That's a little bit short-sighted considering they will have a life of 30-40 years+. In that time the brown stuff might have hit the fan about oil and the Feds (not Abbott obviously) will be madly electrifying all the interstate freight lines - on AC. The DC obviously won't be extended, except (hopefully) to Nowra.
If the magnitude of the brown stuff flying around is sufficient to make AC traction worthwhile for interstate freight (something which isn't even remotely on the radar because the economics are woeful), then any fleet planning that you did today would be wildly irrelevant.
"We are going to run out of oil - therefore we should use electric trains" isn't long sighted thinking, it is tunnel vision that ignores the wider implications of what running out of oil (to that extent) actually means. The diesel consumption by the interstate rail fleet is hilariously inconsequential in the scheme of oil derived fuel in Australia - if you wanted to reduce oil dependence there would be so many better ways of going about it (and some of those ways might even result in a significant increase in diesel consumption by rail) than by stringing wires over long distance.

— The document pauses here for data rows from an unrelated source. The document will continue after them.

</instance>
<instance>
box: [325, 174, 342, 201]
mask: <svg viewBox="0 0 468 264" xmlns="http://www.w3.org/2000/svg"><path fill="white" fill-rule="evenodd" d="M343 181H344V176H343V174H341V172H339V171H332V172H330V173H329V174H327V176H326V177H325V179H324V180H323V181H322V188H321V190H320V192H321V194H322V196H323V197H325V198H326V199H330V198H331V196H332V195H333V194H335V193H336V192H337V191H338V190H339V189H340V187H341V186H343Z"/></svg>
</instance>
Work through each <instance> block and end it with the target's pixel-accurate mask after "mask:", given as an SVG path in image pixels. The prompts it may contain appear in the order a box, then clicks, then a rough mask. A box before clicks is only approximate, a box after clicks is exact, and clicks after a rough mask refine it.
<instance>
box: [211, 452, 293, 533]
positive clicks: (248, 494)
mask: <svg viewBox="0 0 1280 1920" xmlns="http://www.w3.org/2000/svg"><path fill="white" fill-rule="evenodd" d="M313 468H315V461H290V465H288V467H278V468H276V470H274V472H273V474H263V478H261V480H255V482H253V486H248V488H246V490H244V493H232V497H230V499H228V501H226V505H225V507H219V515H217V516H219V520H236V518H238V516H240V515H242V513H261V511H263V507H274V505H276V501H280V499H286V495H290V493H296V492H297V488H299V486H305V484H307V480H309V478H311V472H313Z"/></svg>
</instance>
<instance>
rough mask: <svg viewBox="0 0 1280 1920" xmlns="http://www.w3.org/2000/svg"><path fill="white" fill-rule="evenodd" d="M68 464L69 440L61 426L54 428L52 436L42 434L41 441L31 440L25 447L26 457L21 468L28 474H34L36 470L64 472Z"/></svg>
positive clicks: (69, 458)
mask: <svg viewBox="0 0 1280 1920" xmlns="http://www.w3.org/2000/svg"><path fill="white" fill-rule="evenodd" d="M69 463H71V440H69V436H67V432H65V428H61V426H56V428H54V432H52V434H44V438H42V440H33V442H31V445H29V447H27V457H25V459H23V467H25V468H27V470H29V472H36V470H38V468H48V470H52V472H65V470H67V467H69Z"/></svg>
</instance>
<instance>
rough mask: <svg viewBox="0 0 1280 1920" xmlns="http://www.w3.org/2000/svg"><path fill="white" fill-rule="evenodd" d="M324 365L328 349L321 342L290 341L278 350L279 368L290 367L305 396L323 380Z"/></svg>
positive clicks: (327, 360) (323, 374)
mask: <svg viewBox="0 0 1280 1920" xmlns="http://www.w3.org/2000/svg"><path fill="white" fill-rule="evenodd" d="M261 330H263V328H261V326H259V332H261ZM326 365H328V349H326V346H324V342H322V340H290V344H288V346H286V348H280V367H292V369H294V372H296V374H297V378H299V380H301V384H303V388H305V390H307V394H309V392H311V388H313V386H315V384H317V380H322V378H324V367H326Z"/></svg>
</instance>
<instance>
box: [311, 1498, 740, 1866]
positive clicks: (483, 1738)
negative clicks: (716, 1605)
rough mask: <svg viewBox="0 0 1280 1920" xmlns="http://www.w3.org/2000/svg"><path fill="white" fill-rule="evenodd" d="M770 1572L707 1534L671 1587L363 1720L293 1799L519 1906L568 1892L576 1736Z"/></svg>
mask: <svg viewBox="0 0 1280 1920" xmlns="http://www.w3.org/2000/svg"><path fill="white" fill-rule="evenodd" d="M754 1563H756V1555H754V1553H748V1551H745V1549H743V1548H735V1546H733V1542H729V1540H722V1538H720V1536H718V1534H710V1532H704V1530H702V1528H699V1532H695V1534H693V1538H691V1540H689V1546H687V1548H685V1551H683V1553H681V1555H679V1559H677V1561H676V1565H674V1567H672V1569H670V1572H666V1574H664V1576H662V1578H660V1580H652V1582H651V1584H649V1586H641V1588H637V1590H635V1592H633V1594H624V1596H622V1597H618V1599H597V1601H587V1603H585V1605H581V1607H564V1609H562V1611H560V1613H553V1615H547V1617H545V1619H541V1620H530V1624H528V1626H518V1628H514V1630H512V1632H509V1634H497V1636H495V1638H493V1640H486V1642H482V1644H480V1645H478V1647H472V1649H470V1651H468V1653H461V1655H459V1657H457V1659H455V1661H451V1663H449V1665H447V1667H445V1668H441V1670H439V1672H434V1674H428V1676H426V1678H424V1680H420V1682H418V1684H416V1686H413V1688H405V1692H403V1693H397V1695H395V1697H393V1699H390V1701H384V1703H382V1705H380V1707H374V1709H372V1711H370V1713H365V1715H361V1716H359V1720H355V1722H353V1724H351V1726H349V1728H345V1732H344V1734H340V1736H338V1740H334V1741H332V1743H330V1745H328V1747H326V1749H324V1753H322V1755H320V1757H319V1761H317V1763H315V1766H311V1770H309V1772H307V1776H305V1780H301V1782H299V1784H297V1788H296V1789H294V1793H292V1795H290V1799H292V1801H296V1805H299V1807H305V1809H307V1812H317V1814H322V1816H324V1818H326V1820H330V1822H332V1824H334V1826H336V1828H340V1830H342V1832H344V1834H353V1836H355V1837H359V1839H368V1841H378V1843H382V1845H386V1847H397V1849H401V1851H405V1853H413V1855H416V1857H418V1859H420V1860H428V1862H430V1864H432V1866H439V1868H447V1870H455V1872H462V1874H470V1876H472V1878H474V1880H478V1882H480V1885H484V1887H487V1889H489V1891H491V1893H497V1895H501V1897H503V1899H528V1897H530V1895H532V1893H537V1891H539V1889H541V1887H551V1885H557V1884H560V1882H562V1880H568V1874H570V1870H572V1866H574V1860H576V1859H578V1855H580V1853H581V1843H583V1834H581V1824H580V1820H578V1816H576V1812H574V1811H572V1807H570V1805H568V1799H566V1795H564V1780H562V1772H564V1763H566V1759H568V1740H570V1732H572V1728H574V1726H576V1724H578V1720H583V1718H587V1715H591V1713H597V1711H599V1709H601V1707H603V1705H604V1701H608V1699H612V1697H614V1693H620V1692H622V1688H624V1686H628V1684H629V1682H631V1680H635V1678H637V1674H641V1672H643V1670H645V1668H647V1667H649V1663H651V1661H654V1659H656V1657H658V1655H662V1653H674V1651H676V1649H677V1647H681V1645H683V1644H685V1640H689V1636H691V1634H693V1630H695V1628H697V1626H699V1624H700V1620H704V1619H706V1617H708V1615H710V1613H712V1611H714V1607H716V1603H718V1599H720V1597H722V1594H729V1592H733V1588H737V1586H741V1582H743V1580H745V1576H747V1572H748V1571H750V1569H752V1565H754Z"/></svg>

If there's going to be incremental extension of the electrified network, then something compatible with the existing DC system is probably the front runner. One day perhaps the capital cost savings associated with the higher voltage system will outweigh the cost of complexity of requiring mixed voltage or split fleets and you'll see high voltage AC used on an extension, but I think that extension distance would have to be over a pretty serious distance for that to be the case.